ベイリー:ディレクターズカットは20分長いよ! オリジナル版は本当に急いで撮ったんだ。それで公開したんだけど、テスト試写での観客の反応を見ると、もっとゴア描写を望まれていると感じた。だから森の一軒家と『アメリカン・サイコ』(2000年)のオマージュシーンを追加撮影したんだ。一軒家の場面は、テレポートの有効活用にもなったよ。君はどっちが好きだい?
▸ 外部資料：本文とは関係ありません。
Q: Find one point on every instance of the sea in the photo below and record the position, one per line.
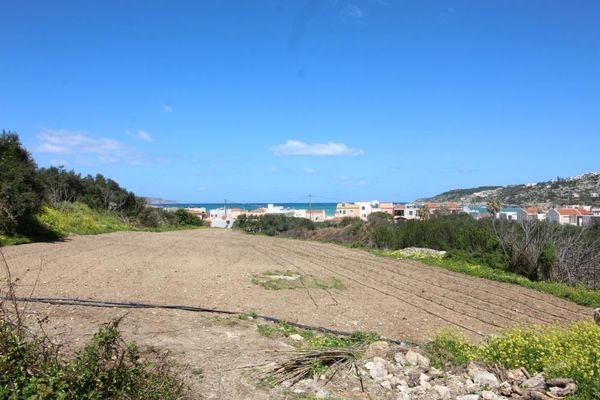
(329, 208)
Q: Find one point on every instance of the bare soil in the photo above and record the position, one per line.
(214, 268)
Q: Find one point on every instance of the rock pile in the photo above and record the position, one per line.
(401, 373)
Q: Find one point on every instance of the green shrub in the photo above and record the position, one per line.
(106, 368)
(79, 219)
(566, 352)
(578, 294)
(185, 218)
(450, 348)
(21, 194)
(273, 224)
(149, 217)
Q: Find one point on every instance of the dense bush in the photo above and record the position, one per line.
(21, 194)
(106, 368)
(66, 218)
(460, 233)
(184, 218)
(565, 352)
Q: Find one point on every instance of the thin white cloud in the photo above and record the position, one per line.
(86, 148)
(352, 11)
(352, 181)
(297, 148)
(145, 136)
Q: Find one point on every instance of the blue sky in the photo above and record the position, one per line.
(271, 100)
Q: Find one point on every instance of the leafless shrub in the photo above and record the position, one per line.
(548, 251)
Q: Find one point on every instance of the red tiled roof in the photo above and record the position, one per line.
(573, 211)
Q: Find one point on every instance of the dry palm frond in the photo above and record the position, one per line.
(302, 364)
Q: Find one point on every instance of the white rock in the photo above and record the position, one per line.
(417, 359)
(400, 359)
(489, 395)
(472, 387)
(468, 397)
(378, 370)
(456, 385)
(534, 381)
(443, 391)
(482, 377)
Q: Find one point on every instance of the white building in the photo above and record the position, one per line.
(366, 208)
(570, 216)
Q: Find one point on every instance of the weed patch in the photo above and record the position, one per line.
(565, 352)
(32, 368)
(280, 280)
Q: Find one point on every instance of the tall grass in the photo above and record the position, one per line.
(80, 219)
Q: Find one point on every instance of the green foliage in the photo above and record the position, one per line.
(185, 218)
(450, 348)
(566, 352)
(279, 280)
(79, 219)
(273, 224)
(547, 259)
(448, 232)
(318, 339)
(21, 194)
(578, 294)
(106, 368)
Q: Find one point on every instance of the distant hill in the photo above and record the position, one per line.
(581, 189)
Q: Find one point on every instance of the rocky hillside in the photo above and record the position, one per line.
(581, 189)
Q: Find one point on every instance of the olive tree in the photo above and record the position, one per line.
(21, 195)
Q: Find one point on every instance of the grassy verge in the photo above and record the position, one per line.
(81, 220)
(279, 280)
(53, 224)
(106, 368)
(317, 339)
(578, 294)
(559, 352)
(11, 240)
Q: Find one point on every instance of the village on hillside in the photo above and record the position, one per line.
(572, 214)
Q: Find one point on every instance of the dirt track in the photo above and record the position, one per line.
(214, 268)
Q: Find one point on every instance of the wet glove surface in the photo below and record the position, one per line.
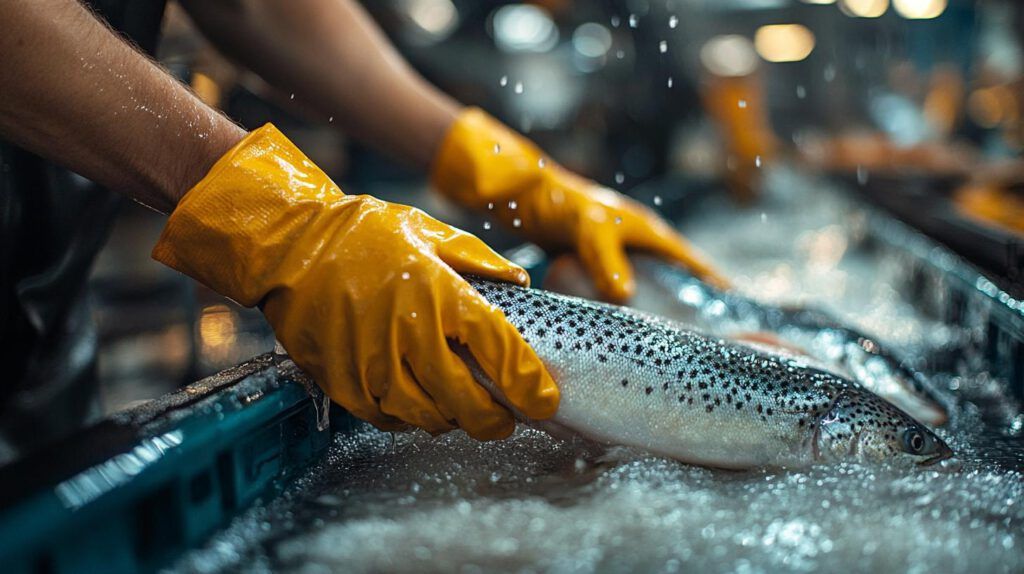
(363, 294)
(485, 166)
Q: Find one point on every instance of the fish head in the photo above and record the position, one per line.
(861, 427)
(885, 376)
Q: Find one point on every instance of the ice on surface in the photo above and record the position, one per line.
(417, 503)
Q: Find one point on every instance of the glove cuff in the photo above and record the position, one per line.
(482, 161)
(237, 225)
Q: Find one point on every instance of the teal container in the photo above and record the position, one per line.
(165, 477)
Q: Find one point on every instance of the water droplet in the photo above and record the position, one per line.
(861, 175)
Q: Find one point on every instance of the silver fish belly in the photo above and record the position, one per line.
(631, 380)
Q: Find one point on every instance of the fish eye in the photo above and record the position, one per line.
(913, 441)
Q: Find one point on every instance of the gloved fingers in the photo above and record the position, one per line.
(650, 233)
(404, 399)
(363, 407)
(510, 363)
(468, 255)
(457, 393)
(603, 255)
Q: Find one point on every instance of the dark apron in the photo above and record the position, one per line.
(52, 224)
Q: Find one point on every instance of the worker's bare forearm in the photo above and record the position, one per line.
(333, 56)
(73, 91)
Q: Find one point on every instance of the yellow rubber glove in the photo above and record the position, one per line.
(364, 295)
(484, 165)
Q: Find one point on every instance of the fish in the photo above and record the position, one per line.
(629, 379)
(671, 292)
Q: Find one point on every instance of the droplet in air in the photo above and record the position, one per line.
(861, 175)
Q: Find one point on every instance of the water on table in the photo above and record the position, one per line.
(416, 503)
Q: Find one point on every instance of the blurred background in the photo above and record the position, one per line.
(918, 104)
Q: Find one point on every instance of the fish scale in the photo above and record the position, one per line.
(635, 380)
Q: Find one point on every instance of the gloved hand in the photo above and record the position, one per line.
(364, 295)
(483, 165)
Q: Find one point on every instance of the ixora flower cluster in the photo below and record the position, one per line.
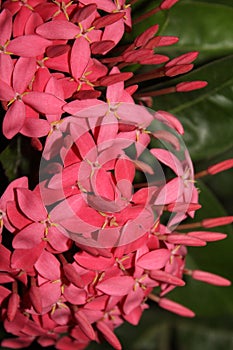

――ディレクターズカット版に決まってるじゃないですか!
ベイリー:それはよかった。アメリカではオリジナル版しか公開できなかったけど、ディレクターズカットが公開される日本はラッキーだよ!
「“悪いスーパーマン”の良いアイディアが浮かんだ」
――お二人とも低予算の映画に長く携われています。予算が潤沢にある作品について思うことはありますか?
ベイリー:うーん。フラストレーションに感じるのは、僕たちが作っている映画と数千万ドルの予算で撮られているスタジオ作品が同じ土俵で比べられてしまうことかな。もちろん皆、予算の大小はあれど色々な制約の中で楽しい映画を撮ろうと頑張っているんだけど……。
ハリウッド大作の中でも駄作はあるわけで、要は情熱と優れたアイディアがないと良い作品にはならないし、なによりも観てもらわないとならない。その点、僕たちは沢山の人に観てもらえているから幸運だと言えるね。
――沢山の人に観てもらいたいとのことですが、本作から観客にどんなことを受け取って欲しいですか?
ベイリー:純粋にエンタメとして楽しんでほしい。現実逃避に使うのもいいね。ポップコーンを食べながら、日々の悩みを吹き飛ばしてくれたらと思うよ。
――ところで、ディズニーキャラ以外で弄りたいキャラはいますか?
ベイリー:ヒラリー・クリントン……というのはさておき、スーパーマン……悪くしたいな。
サイモン&ベイリー************(聞こえないように何か話している)
――どうしました?
ベイリー:“悪いスーパーマン”の良いアイディアが浮かんだんだ。
サイモン:えっとね……。
ベイリー:ダメダメ、内緒!
――うぅ……続編、楽しみに待っています!
……お二人とも悪ガキ丸出しで、「ああ、こういう純粋なホラークリエイターがインディーズホラー界の根底を支えているのだ」と感じることができた。同席していたご家族の方も明るく、笑顔が絶えない素敵な時間を過ごすことができた。
『マッド・マウス』は、いわゆるインディーズ映画の域を出ないかもしれないが、無邪気なホラー映画として楽しんでもらえたら幸いだ。